Il y a parfois de drôles de coincidences dans la vie ; Arte avait prévu de diffuser ce film, très rare pour de multiples raions (il n'existe pas en dvd, et il y a un conflit avec les ayants-droits), avant que l'on sache la disparition soudaine de Bernadette Lafont.
Hommage lui a donc été rendu avec cette diffusion télé d'un film que je ne pouvais pas rater, le sujet m'intéressait, et il faut dire, sa réputation ; nombre de cinéphiles le classent dans leurs films français favoris.
Le film part d'un postultat au fond assez basique : un jeune homme (nommé Alexandre) est tiraillé dans sa passion avec deux femmes et ne sait laquelle choisir ; Veronika, ou Marie, dite "la vieille de 30 ans".
Sur la forme, on a l'impression de voir un film monstre : il dure près de 3h30, image en noir et blanc, aucune musique à part celles d'ambiances, et très peu d'acteurs. En plus de cela, c'est très verbeux, avec une mise en scène essentiellement basée sur le plan séquence.
Et pourtant, malgré tous ces simili défauts, c'est peut-être ce que j'ai entendu de plus fort sur l'amour raison, l'amour passion.
Le film est issu de la Nouvelle vague, avec cette absence de moyens manifeste, et on pense souvent à Godard, dans sa manière qu'il a de traiter de biais ses sujets.
Outre parler de l'amour, le film est aussi un pouls sur la jeunesse de l'après-Mai 68, celle qui veut se libérer sexuellement, celle qui veut s'émanciper, celle qui veut avoir un avenir. Mais le sujet reste avant tout l'amour.

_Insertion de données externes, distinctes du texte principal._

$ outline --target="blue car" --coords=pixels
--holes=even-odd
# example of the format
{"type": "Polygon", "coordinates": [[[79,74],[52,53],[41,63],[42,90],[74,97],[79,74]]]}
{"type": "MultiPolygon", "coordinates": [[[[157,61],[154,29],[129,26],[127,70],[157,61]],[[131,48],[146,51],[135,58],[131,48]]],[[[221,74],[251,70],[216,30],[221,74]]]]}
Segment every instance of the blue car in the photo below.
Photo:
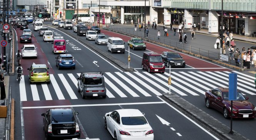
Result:
{"type": "Polygon", "coordinates": [[[55,58],[56,66],[59,69],[62,68],[72,68],[75,69],[75,63],[74,57],[70,54],[62,54],[55,58]]]}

On peut être irrité au départ par la manière dont Jean-Pierre Léaud joue souvent faux ou semble lire un texte, mais quand on le voit dans ses divers rôles, y compris chez Truffaut, c'est une habitude à prendre, et après, ça passe.
Les deux actrices, Bernadette Lafont, ainsi que Françoise Lebrun, sont toutes les deux magnifiques, et représentent quelque part la jeunesse française, et non pas un idéal féminin de beauté (quoique Lafont a un regard très félin). Mais elles ont du bagoût, acceptent pour quelque temps cette idée de relation triangulaire, mais vont faire basculer le film vers quelque chose de plus dramatique qui va faire rentrer le jeune homme dans la vie adulte comme on prend un coup de pied au cul.
Mais ce qui frappe aussi, c'est la crudité des dialogues, et, plus surprenant encore, de la part des femmes. Le personnage incarné par Léaud est plutôt passif, et laisse faire les choses pensant qu'il ne fait rien de mal.
C'est peut-être ce qui a fait que le film a été frappé d'une interdiction dans une société naguère très conservatrice ; oui, les femmes aiment baiser !
Marie et Veronika ont leur libido, leur sexualité, et clament haut et fort que elles aussi, elles aiment faire l'amour, sans forcément qu'il y ait une histoire derrière, et ça ne les fait pas passer pour des salopes. Non, elles écoutent leurs pulsions, et je suis ravi de l'entendre qui plus est dans un film français.
Le film se cloture d'ailleurs par un très long plan séquence sur Veronika, en pleurs, qui se sent perdue et pour qui le sexe n'a plus de place dans sa vie, car elle veut aussi aimer. Mais elle ne renie pas ses expériences passées, et ses multiples baises.
La durée du film s'explique aussi par les nombreuses tranches de vie qui le constitue. C'est Alexandre qui se perd dans ses doutes, qui voit ses amis, et qui se rend qu'il doit changer, mais comment, en aimant deux femmes à la fois ?
Il faut savoir que c'est un film très fauché, où les acteurs ne pouvaient avoir qu'une seule prise, donc la réalisation est souvent constituée de plan-séquences.
La copie du film, lors de sa diffusion sur Arte, n'a visiblement pas été remasterisée (l'image fut par moments trop contrastée), je me garderais bien de juger le travail de Pierre Lhomme
Alors attention, je délire peut-être sur ce film, mais il faut prévenir les gens qui veulent voir ce film ; c'est très très long (et, franchement, on aurait pu raccourcir), ça joue parfois faux, et si on veut être méchant, on dira qu'il ne se passe pas grand chose. Mais si on prend son courage à deux mains, la récompense est de taille.